Google officially launched its AI coding agent Jules on Wednesday, marking the conclusion of its beta phase just two months after its public preview in May.
Powered by Gemini 2.5 Pro, this asynchronous agent-based coding tool integrates with GitHub to clone code repositories into Google Cloud virtual machines. It employs AI to fix or update code automatically, enabling developers to focus on other tasks.
Initially announced as a Google Labs project in December, Jules was made available for testing during the I/O developer conference. Kathy Korevec, director of product for Google Labs, told TechCrunch that after hundreds of UI and quality updates during testing, the tool's stability significantly improved, prompting its official release.
"The trajectory we're on has given us confidence in Jules' long-term potential," she stated.
With broader adoption, Google introduced structured pricing tiers for Jules, starting with a free "Introductory Access" plan allowing 15 daily personal tasks and 3 concurrent tasks—lower than the 60-task limit during beta. Paid tiers are included in the Google AI Pro ($19.99/month) and Ultra ($124.99/month) plans, offering 5x and 20x higher limits respectively.
Korevec noted these pricing models were developed based on "real-world usage insights" collected over recent months.
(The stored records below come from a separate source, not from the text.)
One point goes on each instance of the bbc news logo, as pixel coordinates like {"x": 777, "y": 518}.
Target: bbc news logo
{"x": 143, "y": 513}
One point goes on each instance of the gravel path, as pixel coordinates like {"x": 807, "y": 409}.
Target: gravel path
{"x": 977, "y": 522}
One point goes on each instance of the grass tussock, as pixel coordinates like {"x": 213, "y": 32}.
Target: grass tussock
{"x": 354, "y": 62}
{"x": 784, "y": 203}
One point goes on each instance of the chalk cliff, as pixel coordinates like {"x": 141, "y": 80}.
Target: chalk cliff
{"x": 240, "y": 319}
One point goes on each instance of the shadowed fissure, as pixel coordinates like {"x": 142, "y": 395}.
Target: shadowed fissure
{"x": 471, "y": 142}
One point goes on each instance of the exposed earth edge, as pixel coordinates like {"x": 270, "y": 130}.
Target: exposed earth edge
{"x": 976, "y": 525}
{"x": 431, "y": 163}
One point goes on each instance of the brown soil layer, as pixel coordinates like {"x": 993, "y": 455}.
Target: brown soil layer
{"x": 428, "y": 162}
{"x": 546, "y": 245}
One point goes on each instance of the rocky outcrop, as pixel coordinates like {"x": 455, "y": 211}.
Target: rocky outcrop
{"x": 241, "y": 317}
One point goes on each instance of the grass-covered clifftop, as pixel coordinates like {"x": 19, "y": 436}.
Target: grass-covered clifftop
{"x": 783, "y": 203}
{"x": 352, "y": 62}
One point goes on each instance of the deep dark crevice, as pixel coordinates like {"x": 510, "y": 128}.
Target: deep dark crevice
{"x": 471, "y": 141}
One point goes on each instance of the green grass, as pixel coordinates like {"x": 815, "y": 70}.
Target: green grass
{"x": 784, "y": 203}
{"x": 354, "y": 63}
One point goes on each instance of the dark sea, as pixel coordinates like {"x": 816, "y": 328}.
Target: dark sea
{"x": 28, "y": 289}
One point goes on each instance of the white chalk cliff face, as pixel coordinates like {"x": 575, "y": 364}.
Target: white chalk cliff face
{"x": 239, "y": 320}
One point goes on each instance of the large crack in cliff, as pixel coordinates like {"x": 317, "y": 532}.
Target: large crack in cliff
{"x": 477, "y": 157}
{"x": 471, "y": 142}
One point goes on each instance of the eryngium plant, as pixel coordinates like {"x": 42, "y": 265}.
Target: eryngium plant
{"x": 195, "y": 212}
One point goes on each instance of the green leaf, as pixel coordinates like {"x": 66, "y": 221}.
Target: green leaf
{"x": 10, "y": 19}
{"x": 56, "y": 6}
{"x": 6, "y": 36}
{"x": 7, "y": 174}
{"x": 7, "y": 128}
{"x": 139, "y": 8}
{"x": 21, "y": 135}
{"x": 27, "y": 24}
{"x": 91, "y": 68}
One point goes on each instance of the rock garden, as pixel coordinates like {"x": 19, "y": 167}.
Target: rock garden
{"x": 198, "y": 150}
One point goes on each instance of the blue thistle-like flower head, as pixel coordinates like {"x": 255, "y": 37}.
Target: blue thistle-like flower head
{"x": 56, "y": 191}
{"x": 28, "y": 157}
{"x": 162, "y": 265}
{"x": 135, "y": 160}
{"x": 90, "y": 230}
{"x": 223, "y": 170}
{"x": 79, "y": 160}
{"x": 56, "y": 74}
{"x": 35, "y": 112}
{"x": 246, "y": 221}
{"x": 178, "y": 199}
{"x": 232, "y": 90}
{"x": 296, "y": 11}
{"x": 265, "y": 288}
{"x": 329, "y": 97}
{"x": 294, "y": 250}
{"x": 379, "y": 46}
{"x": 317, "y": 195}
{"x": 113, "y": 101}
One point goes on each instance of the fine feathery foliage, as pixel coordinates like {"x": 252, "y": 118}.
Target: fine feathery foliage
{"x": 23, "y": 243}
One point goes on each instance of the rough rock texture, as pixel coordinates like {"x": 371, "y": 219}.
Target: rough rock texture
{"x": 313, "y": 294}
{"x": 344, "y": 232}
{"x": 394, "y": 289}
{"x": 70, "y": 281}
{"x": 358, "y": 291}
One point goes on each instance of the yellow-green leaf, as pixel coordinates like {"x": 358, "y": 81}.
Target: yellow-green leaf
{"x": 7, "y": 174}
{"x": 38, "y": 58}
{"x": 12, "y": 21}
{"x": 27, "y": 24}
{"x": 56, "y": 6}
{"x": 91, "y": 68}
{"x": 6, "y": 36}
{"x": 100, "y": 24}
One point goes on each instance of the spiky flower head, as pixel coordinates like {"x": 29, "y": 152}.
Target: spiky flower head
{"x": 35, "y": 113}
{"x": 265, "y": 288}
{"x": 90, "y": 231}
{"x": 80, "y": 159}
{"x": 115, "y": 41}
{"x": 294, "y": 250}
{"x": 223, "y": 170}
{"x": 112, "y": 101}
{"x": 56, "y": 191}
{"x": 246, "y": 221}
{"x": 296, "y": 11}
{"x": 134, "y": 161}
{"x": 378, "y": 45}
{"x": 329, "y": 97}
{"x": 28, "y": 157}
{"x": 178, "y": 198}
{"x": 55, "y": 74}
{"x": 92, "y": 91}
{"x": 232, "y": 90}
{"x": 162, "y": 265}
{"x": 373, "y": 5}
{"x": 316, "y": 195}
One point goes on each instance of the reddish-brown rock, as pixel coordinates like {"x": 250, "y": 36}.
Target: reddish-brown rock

"The 60-task limit helped us study how developers use Jules and provided the information needed to design new pricing tiers," she explained. "The daily 15-task limit is designed to help users determine if Jules can work for their actual project needs."
Google also updated Jules' privacy policy with clearer explanations about AI training processes. Public code repositories may be used for training, but private repositories won't have any data transmitted, Korevec confirmed.
"We received feedback from users that the privacy policy wasn't as clear as we anticipated, so we've primarily focused on addressing this concern. Our training practices remain unchanged, but we've revised the language," Korevec said.
During testing, Google reported tens of thousands of tasks completed by thousands of developers, resulting in over 140,000 publicly shared code improvements. Initial feedback drove the addition of features like task setting reuse for faster execution, GitHub issue integration, and multi-modal input support.
Two primary user groups have emerged for Jules: AI enthusiasts and professional developers, according to Korevec.
Operating asynchronously in virtual machines, Jules differs from top AI coding tools like Cursor, Windsurf, and Lovable that require synchronous interaction. Users must review outputs after each prompt with these competing tools.
"Jules is like an extra pair of hands... you can basically delegate tasks to it and close your laptop if you want. You can return hours later to find the tasks completed. With local or synchronous agents, you're tied to that session," Korevec explained.
This week, Jules introduced deeper GitHub integration to automatically open pull requests alongside existing branch creation capabilities. A new "environment snapshot" feature saves dependencies and installation scripts as snapshots for faster, more consistent task execution.
From ambient coding to mobile usage, beta testing shaped Jules' evolution
SimilarWeb data reviewed by TechCrunch shows 2.28 million global visits since Jules entered public beta, with 45% from mobile devices. India leads in traffic volume, followed by the U.S. and Vietnam.
Google hasn't disclosed specific details about Jules' user demographics or geographic distribution.
Originally requiring existing code repositories, Google quickly adapted to user demands after realizing many potential users wanted to explore the tool without pre-existing codebases. Korevec said this adjustment expanded Jules' accessibility and usage scope.
Google Labs teams also observed increasing mobile access to Jules despite lacking a dedicated mobile app. Users currently access it through web applications.
"Since we see mobile use emerging as a significant use case, we're definitely exploring what mobile users need," Korevec noted.
Beyond external testing, Korevec revealed Google has already adopted Jules internally for project development and is now "aggressively pushing" to expand its use across "more projects."